All sections open all paragraphs

Goodwill

In accordance with IFRS 3 (Business Combinations), goodwill is capitalised. Goodwill resulting from business combinations is attributed to the group of so-called cash-generating units (CGUs) that benefits from the synergies of this business combination. In accordance with IAS 36 (Impairment of Assets), a CGU is defined as the smallest identifiable group of assets that generates cash inflows largely independently from the cash inflows of other assets or groups of assets. As a rule, single locations represent cash-generating units at METRO. Until the demerger, goodwill at METRO Cash & Carry is monitored at the level of the 3 customer clusters HoReCa (focusing on hotels, restaurants and catering firms), Trader (focusing on independent resellers such as kiosk operators, bakers and butchers) as well as Multispecialist (focusing on the remaining customer groups as well as service companies and offices). After the demerger, goodwill is monitored at the level of sales format per country. At Real, goodwill is generally monitored at the level of the organisational unit sales line per country. Goodwill impairment tests are therefore conducted at the level of this respective group of cash-generating units.

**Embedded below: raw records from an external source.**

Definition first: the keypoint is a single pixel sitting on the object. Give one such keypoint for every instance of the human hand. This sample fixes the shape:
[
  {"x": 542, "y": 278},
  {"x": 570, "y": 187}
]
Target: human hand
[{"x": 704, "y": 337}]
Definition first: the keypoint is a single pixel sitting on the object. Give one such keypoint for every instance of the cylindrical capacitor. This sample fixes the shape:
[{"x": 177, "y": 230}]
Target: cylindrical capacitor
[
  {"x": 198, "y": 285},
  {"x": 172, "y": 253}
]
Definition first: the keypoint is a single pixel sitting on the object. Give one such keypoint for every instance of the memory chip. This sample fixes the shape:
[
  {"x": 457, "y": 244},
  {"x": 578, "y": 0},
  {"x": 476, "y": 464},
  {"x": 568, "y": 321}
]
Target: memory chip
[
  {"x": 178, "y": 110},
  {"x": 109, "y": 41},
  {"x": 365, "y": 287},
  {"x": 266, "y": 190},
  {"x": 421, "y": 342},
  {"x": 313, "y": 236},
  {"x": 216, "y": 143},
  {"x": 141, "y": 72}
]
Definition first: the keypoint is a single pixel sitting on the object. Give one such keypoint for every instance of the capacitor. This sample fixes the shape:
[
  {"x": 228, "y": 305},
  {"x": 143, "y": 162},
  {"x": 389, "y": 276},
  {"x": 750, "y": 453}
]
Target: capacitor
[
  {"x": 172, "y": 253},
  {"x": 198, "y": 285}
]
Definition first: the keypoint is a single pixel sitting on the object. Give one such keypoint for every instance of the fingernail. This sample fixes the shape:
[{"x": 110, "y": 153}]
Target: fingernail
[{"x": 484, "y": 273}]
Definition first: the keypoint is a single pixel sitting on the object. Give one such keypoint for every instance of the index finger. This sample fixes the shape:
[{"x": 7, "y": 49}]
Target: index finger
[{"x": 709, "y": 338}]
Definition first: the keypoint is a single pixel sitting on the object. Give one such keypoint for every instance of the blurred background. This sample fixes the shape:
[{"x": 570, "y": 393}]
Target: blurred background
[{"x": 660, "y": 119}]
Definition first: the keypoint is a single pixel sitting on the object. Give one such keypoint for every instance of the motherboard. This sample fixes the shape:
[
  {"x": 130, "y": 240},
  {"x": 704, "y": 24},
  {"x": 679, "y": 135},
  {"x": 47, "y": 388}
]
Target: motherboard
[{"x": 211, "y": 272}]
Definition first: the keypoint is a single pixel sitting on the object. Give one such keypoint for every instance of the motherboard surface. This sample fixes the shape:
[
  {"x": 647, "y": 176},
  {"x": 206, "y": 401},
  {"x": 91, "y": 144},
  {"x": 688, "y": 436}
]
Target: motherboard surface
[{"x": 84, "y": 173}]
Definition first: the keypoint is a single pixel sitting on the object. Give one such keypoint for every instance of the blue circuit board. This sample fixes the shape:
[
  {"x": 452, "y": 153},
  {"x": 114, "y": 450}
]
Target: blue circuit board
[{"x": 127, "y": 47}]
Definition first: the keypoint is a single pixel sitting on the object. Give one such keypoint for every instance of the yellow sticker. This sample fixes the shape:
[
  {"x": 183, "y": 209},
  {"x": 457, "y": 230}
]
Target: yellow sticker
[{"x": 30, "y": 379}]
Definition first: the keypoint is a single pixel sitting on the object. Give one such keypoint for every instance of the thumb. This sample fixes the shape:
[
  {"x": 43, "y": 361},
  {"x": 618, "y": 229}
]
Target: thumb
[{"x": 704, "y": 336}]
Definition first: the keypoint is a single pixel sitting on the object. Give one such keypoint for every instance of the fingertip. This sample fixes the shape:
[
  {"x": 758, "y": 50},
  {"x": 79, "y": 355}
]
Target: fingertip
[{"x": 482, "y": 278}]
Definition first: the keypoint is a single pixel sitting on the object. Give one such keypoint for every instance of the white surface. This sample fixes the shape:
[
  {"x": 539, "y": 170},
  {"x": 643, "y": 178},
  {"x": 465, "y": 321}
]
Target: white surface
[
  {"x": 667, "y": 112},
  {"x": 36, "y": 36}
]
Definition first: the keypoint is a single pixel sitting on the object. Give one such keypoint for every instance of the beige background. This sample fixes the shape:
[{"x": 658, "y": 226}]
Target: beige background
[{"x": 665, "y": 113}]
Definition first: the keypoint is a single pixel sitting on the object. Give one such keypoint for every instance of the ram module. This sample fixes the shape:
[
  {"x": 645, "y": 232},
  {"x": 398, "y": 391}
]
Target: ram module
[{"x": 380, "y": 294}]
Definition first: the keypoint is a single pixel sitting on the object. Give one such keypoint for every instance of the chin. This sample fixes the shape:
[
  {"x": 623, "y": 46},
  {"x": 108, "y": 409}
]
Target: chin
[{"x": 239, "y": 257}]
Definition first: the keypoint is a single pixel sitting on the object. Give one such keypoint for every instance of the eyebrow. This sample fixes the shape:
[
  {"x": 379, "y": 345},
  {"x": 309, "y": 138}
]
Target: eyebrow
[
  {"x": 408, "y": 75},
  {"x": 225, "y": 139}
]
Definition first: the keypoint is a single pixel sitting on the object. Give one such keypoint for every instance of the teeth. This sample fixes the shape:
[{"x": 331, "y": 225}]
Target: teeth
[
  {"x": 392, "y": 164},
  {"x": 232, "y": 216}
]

Goodwill is regularly tested for impairment once a year – or more frequently if changes in circumstances indicate a possible impairment. If an impairment exists, an impairment loss is recognised through profit or loss. To determine a possible impairment, the recoverable amount of a CGU is compared to the respective carrying amount of the CGU. The recoverable amount is the higher of value in use and fair value less costs to sell. An impairment of the goodwill allocated to a CGU applies only if the recoverable amount is lower than the total of carrying amounts. No reversal of an impairment loss is performed if the reasons for the impairment in previous years have ceased to exist.